Compress 21 Alphanumeric Characters in to 16 Bytes - c++

I'm trying to take 21 bytes of data which uniquely identifies a trade and store it in a 16 byte char array. I'm having trouble coming up with the right algorithm for this.
The trade ID which I'm trying to compress consists of 2 fields:
18 alphanumeric characters
consisting of the ASCII characters
0x20 to 0x7E, Inclusive. (32-126)
A 3-character numeric string "000" to "999"
So a C++ class that would encompass this data looks like this:
class ID
{
public:
char trade_num_[18];
char broker_[3];
};
This data needs to be stored in a 16-char data structure, which looks like this:
class Compressed
{
public:
char sku_[16];
};
I tried to take advantage of the fact that since the characters in trade_num_ are only 0-127 there was 1 unused bit in each character. Similarly, 999 in binary is 1111100111, which is only 10 bits -- 6 bits short of a 2-byte word. But when I work out how much I can squeeze this down, the smallest I can make it is 17 bytes; one byte too big.
Any ideas?
By the way, trade_num_ is a misnomer. It can contain letters and other characters. That's what the spec says.
EDIT: Sorry for the confusion. The trade_num_ field is indeed 18 bytes and not 16. After I posted this thread my internet connection died and I could not get back to this thread until just now.
EDIT2: I think it is safe to make an assumption about the dataset. For the trade_num_ field, we can assume that the non-printable ASCII characters 0-31 will not be present. Nor will ASCII codes 127 or 126 (~). All the others might be present, including upper and lower case letters, numbers and punctuations. This leaves a total of 94 characters in the set that trade_num_ will be comprised of, ASCII codes 32 through 125, inclusive.

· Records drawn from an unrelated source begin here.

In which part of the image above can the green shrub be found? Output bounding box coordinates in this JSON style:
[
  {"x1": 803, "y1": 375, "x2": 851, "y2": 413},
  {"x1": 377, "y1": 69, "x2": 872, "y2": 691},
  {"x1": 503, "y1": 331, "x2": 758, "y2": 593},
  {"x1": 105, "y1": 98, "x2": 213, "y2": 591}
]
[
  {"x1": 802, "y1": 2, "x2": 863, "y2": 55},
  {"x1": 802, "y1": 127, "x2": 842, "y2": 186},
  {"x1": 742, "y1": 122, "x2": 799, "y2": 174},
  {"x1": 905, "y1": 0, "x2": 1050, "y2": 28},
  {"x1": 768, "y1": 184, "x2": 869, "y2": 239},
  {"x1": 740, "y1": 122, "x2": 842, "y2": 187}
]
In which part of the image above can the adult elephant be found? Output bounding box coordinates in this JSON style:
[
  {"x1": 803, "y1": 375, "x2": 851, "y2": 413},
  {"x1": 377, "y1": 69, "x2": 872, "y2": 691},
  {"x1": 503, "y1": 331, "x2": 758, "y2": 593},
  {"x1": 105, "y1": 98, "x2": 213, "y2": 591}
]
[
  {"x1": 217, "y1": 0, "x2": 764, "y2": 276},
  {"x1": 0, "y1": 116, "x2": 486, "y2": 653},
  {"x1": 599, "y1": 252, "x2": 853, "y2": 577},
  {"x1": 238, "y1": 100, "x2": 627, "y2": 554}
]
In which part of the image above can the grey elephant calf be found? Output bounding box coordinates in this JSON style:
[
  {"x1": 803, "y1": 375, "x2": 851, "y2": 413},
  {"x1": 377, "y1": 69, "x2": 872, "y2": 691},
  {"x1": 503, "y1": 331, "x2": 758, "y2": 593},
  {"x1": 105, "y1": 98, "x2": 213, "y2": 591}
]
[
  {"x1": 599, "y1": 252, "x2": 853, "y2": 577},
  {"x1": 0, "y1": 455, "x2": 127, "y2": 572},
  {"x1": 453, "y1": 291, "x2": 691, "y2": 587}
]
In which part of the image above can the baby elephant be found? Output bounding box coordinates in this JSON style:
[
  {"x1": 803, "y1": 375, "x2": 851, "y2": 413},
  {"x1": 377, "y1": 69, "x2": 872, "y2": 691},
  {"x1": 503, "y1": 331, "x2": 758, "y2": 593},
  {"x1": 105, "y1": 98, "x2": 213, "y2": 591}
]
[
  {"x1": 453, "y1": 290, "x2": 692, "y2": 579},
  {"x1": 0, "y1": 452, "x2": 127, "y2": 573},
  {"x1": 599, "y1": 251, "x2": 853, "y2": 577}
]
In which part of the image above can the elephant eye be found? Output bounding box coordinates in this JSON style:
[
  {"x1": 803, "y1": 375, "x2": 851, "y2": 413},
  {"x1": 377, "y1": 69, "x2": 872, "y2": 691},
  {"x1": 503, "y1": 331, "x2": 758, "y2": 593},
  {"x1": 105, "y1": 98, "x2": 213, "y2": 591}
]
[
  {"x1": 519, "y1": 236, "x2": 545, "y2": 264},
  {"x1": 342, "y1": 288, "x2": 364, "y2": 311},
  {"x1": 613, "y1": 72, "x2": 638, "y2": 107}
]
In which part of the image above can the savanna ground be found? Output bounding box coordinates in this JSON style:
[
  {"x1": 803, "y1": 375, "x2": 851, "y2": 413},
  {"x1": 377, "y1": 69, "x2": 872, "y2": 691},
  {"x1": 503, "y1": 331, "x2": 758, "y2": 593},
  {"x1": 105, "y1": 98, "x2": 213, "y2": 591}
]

If you have 18 characters in the range 0 - 127 and a number in the range 0 - 999 and compact this as much as possible then it will require 17 bytes.
>>> math.log(128**18 * 1000, 256)
16.995723035582763
You may be able to take advantage of the fact that some characters are most likely not used. In particular it is unlikely that there are any characters below value 32, and 127 is also probably not used. If you can find one more unused character so you can first convert the characters into base 94 and then pack them into the bytes as closely as possible.
>>> math.log(94**18 * 1000, 256)
15.993547951857446
This just fits into 16 bytes!
Example code
Here is some example code written in Python (but written in a very imperative style so that it can easily be understood by non-Python programmers). I'm assuming that there are no tildes (~) in the input. If there are you should substitute them with another character before encoding the string.
def encodeChar(c):
return ord(c) - 32
def encode(s, n):
t = 0
for c in s:
t = t * 94 + encodeChar(c)
t = t * 1000 + n
r = []
for i in range(16):
r.append(int(t % 256))
t /= 256
return r
print encode(' ', 0) # smallest possible value
print encode('abcdefghijklmnopqr', 123)
print encode('}}}}}}}}}}}}}}}}}}', 999) # largest possible value
Output:
[ 0, 0, 0, 0, 0, 0, 0, 0, 0, 0, 0, 0, 0, 0, 0, 0]
[ 59, 118, 192, 166, 108, 50, 131, 135, 174, 93, 87, 215, 177, 56, 170, 172]
[255, 255, 159, 243, 182, 100, 36, 102, 214, 109, 171, 77, 211, 183, 0, 247]
This algorithm uses Python's ability to handle very large numbers. To convert this code to C++ you could use a big integer library.
You will of course need an equivalent decoding function, the principle is the same - the operations are performed in reverse order.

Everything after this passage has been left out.